Long end-to-end checkpointing time on a single subtask

classic Classic list List threaded Threaded
2 messages Options
Reply | Threaded
Open this post in threaded view
|

Long end-to-end checkpointing time on a single subtask

Robin Cassan
Hi all!
I am having trouble explaining why my checkpoints take so much time, even though most partitions finish their checkpoints quite quickly. We are running a 96 partitions job that consumes and produces to Kafka and checkpoints to amazon S3. As you can see on the screenshot below, the State State is pretty well balanced and the Checkpoint Durations (Async and Sync) are always kept under 13 minutes. However, the End-To-End Duration of subtask 4 is 1h17m, which makes the checkpoint stuck at 99% for a very long time.
We have observed that, for the last few checkpoints, subtask 4 was always causing this slowness.
Have you ever observed such a behavior? What could be the reason for a huge end-to-end time on a single subtask?

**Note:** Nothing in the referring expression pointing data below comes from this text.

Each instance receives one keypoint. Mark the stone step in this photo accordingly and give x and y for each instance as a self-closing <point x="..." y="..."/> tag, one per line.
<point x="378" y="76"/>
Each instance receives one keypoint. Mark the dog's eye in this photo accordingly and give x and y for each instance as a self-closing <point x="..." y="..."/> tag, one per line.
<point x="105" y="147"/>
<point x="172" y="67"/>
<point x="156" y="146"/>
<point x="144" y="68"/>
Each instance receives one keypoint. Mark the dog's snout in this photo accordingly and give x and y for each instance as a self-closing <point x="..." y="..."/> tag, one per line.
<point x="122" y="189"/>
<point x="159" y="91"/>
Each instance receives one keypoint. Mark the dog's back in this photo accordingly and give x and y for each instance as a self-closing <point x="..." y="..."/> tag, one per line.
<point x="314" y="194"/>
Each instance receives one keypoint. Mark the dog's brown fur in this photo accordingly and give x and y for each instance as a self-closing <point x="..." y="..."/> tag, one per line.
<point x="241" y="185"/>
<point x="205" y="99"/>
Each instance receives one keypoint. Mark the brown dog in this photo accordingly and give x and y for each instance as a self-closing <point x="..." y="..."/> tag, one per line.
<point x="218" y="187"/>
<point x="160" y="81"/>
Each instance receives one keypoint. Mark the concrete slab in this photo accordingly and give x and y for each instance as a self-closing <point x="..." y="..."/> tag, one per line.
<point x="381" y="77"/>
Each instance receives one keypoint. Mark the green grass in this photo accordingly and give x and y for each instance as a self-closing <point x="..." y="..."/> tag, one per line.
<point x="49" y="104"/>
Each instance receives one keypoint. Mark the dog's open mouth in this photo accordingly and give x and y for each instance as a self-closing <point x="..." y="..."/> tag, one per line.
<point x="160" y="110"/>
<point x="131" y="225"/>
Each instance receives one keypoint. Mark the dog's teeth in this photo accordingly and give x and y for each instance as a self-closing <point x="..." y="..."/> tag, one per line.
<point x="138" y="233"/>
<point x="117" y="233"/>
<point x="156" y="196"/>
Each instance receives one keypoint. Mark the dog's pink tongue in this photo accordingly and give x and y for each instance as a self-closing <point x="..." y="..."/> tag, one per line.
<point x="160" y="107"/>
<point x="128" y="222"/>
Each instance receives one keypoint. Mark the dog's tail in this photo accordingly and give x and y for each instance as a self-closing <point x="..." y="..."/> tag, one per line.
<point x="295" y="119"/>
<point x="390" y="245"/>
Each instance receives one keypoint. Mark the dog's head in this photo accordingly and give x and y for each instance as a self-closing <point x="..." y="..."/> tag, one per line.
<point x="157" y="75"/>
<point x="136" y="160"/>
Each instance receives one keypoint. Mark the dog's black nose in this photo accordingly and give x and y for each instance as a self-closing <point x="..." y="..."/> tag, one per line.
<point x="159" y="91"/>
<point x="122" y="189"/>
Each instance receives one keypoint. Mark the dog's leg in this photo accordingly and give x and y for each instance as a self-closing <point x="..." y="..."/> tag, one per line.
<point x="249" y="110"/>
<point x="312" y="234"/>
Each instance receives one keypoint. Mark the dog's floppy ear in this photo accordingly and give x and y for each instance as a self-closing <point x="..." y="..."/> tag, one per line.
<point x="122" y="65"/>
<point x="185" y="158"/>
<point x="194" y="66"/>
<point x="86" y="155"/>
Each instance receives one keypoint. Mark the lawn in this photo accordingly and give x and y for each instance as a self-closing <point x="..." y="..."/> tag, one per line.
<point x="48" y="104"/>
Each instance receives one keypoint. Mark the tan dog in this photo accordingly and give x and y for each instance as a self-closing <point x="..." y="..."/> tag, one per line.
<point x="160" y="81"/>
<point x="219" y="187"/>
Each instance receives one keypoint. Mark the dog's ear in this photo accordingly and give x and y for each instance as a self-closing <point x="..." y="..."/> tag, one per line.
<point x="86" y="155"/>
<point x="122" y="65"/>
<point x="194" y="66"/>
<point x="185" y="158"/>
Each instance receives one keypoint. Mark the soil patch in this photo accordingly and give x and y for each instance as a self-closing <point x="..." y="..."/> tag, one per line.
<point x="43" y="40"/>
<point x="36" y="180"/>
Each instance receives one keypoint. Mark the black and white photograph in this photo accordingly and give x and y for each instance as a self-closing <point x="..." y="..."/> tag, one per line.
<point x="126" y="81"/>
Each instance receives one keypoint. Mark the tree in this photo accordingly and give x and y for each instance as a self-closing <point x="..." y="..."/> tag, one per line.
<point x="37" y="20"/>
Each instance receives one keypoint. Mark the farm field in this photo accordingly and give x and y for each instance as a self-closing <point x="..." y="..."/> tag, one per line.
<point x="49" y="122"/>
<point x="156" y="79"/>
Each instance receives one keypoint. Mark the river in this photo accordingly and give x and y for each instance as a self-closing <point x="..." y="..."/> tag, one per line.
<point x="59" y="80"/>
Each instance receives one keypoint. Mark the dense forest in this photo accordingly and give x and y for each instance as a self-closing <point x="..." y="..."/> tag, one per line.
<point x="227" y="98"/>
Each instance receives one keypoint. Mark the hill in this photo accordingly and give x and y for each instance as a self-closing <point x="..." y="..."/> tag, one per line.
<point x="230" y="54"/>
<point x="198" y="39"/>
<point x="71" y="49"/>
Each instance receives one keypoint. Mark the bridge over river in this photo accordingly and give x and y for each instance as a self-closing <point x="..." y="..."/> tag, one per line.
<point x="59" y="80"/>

Thank you and don't hesitate to ask if you need more information



Screenshot 2020-01-09 at 08.00.15.png (228K) Download Attachment
Reply | Threaded
Open this post in threaded view
|

Re: Long end-to-end checkpointing time on a single subtask

Arvid Heise-3
Hi Robin,

I noticed that I answered privately, so let me forward that to the user list.

Please come back to the ML if you have more questions.

Best,

Arvid

On Thu, Jan 9, 2020 at 5:47 PM Robin Cassan <[hidden email]> wrote:
Hi Arvid, thanks a lot for this quick response!
We have wrongly assumed that our data wasn't skewed because the state size was the same across partitions, but you are right about the fact that we still may have huge data for a few given keys. We will compute a few stats on our partitions to have more visibility on our data skew. We also haven't monitored the checkpoint barrier and backpressure, having more visibility on these could also help us understand our problem.
It's also great to know about the future unaligned checkpoint support, eager to see it live!

Thanks again for your help, this will give us a few things to investigate!

Le jeu. 9 janv. 2020 à 11:08, Arvid Heise <[hidden email]> a écrit :
Hi Robin,

such behavior can usually be seen if you have skew in your data. Usually, a keyBy reshuffles the data and very many records share the same key (or the hash collides). Hence, this task is heavily backpressuring and the checkpoint barrier take a long time to arrive at the operator and the respective downstream channels.

State size may or may not correlate to the number of records per subtask. Often the state size correlates to the number of different keys, but you could still have one key that is really huge.

Furthermore, it may be that keys are fairly well distributed, but the record size depends on the key. Then processing records with a specific key may take much longer than records of other keys.

If the aforementioned skew does not apply to you and you cannot observe any backpressure, could you please share your topology and use case?

Btw, we are currently working on unaligned checkpoints, where you can trade checkpointing time with state size (in-flight data is stored and checkpoint barrier overtakes it). [1] It's targeted for Flink 1.11 though.


On Thu, Jan 9, 2020 at 8:13 AM Robin Cassan <[hidden email]> wrote:
Hi all!
I am having trouble explaining why my checkpoints take so much time, even though most partitions finish their checkpoints quite quickly. We are running a 96 partitions job that consumes and produces to Kafka and checkpoints to amazon S3. As you can see on the screenshot below, the State State is pretty well balanced and the Checkpoint Durations (Async and Sync) are always kept under 13 minutes. However, the End-To-End Duration of subtask 4 is 1h17m, which makes the checkpoint stuck at 99% for a very long time.
We have observed that, for the last few checkpoints, subtask 4 was always causing this slowness.
Have you ever observed such a behavior? What could be the reason for a huge end-to-end time on a single subtask?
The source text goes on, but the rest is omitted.